La concentration de richesses révèle l’ampleur des inégalités dans les anciennes colonies intégrées à la République française comme La Réunion
5 juin, parRapport sur les riches publié par l’Observatoire des inégalités
Aménagement du territoire
15 septembre 2007

On peut tous être fiers de ces ouvriers qui construisent la route des Tamarins. À voir l’ouvrage, et l’effort des ouvriers réunionnais, on ne peut que saluer l’initiative de la collectivité régionale, qui rendait hier hommage à ces hommes et femmes qui travaillent pour l’ouverture de cet axe routier majeur pour le devenir de l’île et son futur million d’habitants.
Nous avons roulé sur ce qui sera la route des Tamarins. Pour l’heure, le macadam laisse la place aux cailloux et à la poussière, et nous attendons tous avec empressement la livraison de cet axe routier primordial pour le devenir de notre île, et les futures générations réunionnaises. Dans les Hauts de la Saline, une gigantesque salle de réception accueillait hier les acteurs de la création de la route des Tamarins.
Pourquoi un tel rassemblement d’ouvriers de la route des Tamarins ? Et pourquoi pas en fait ? « Nous sommes en présence du plus grand chantier routier de toute l’Europe, et qui aura une importance considérable pour La Réunion.

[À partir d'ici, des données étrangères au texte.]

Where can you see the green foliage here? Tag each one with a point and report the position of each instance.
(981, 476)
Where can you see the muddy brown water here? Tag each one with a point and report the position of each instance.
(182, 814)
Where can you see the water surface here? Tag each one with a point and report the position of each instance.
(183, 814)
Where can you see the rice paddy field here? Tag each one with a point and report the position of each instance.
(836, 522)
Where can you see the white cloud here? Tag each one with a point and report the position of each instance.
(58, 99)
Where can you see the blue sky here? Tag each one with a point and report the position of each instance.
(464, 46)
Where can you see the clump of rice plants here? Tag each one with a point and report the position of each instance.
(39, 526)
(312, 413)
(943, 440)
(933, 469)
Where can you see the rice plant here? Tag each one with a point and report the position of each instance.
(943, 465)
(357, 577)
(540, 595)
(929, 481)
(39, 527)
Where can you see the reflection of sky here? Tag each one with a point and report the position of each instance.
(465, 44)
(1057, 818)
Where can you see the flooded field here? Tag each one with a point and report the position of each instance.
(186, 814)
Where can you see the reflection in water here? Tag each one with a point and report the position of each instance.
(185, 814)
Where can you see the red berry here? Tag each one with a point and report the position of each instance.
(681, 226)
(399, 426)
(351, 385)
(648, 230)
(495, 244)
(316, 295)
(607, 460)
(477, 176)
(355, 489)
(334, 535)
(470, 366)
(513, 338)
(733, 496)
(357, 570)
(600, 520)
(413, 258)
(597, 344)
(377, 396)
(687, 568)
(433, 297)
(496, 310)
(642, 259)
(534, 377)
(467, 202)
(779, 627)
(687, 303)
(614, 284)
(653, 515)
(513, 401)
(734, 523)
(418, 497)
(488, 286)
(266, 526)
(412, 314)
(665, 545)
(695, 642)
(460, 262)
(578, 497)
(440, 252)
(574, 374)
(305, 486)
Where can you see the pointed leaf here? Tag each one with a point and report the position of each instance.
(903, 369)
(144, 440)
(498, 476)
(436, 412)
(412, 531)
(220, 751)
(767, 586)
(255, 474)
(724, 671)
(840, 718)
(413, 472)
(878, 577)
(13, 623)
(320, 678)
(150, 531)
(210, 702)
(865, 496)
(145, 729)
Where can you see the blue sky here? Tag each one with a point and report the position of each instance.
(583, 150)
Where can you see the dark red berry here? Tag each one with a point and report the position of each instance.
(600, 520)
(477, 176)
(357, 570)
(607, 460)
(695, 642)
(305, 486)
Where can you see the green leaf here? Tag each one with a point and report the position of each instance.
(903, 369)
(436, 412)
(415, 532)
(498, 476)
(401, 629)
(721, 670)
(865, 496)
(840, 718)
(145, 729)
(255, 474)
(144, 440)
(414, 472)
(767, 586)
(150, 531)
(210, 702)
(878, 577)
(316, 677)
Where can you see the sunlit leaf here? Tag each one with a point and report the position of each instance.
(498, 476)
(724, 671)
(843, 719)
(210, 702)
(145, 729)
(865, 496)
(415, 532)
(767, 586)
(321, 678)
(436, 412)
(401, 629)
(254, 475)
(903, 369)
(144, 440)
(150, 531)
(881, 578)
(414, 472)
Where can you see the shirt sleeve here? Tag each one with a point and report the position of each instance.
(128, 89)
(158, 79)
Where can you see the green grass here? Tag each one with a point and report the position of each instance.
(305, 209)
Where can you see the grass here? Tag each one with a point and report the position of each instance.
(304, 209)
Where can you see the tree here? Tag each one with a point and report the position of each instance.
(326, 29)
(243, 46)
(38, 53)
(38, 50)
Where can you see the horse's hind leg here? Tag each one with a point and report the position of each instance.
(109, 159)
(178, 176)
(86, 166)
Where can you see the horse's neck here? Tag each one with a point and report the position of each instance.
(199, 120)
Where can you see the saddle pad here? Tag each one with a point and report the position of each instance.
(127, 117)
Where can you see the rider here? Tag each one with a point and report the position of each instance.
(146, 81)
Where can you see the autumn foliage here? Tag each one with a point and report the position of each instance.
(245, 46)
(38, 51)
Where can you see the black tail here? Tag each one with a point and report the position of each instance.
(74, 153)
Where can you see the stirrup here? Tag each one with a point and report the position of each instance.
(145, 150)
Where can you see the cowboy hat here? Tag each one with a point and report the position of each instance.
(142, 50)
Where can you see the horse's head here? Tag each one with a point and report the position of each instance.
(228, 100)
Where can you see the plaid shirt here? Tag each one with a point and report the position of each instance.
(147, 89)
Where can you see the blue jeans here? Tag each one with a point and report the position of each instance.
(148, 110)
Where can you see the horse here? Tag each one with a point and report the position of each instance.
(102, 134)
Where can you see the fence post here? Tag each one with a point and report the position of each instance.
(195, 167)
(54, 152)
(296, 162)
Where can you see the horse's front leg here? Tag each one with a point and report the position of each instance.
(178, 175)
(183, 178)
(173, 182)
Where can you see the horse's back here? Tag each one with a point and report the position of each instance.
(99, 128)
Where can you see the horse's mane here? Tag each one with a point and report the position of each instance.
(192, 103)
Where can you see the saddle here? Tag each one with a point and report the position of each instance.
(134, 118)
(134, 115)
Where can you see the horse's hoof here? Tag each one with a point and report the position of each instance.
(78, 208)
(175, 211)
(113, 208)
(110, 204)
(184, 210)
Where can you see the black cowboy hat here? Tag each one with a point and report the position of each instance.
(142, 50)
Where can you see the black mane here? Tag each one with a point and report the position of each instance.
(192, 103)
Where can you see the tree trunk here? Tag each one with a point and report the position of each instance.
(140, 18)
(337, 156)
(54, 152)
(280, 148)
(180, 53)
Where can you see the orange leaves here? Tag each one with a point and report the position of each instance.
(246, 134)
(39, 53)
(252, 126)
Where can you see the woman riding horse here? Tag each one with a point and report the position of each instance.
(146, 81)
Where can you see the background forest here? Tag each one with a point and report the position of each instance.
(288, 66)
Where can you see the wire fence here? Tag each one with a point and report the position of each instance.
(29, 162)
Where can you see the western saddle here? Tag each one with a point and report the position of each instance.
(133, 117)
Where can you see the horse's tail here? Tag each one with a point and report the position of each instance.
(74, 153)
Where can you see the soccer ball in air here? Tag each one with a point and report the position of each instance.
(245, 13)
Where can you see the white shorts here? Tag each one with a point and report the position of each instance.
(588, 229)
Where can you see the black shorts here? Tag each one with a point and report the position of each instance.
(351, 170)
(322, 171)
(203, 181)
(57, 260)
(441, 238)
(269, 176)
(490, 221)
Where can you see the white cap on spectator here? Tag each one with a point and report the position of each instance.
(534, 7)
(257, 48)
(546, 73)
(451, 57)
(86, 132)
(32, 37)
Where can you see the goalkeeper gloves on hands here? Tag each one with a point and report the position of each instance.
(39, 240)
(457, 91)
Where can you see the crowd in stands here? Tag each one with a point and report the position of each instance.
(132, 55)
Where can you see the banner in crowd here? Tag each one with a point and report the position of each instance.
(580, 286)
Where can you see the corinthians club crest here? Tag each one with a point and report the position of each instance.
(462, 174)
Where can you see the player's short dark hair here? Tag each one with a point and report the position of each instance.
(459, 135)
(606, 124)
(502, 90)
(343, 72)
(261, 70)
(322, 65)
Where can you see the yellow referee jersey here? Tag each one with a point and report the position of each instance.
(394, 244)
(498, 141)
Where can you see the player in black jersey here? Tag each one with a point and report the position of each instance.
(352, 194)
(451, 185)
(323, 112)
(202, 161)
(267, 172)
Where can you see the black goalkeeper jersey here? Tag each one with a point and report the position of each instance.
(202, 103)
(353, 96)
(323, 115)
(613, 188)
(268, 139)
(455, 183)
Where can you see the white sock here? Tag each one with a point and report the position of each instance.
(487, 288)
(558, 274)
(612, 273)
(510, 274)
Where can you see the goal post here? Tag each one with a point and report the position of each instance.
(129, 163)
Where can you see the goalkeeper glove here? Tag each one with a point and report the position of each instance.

Nous aurons dans 1 an et demi l’inauguration, avec des personnalités, sans doute gouvernementales, régionales. Et nous avons pensé qu’il était juste, même si cela n’était pas habituel, de rendre hommage d’abord à ceux qui ont construit la route », débute Paul Vergès, Président de la Région Réunion, sous les applaudissements des 1.300 ouvriers invités et des personnalités politiques et économiques. Il s’agissait de « rendre hommage à tous les ouvriers de la route des Tamarins », poursuit Paul Vergès, mais l’hommage ne va pas seulement à ceux-là. Tous les collaborateurs, représentants de l’Etat, entreprises, des collectivités aussi, ont été associés à cette réussite. Chacun reçoit, en signe de reconnaissance régionale, un trophée “Route des Tamarins” et un certificat prouvant la participation à ce grand projet. Leur travail servira pour des décennies et des décennies, d’autant que notre population est appelée à augmenter et approcher le million d’habitants, ce qui oblige à la prévoyance et l’anticipation.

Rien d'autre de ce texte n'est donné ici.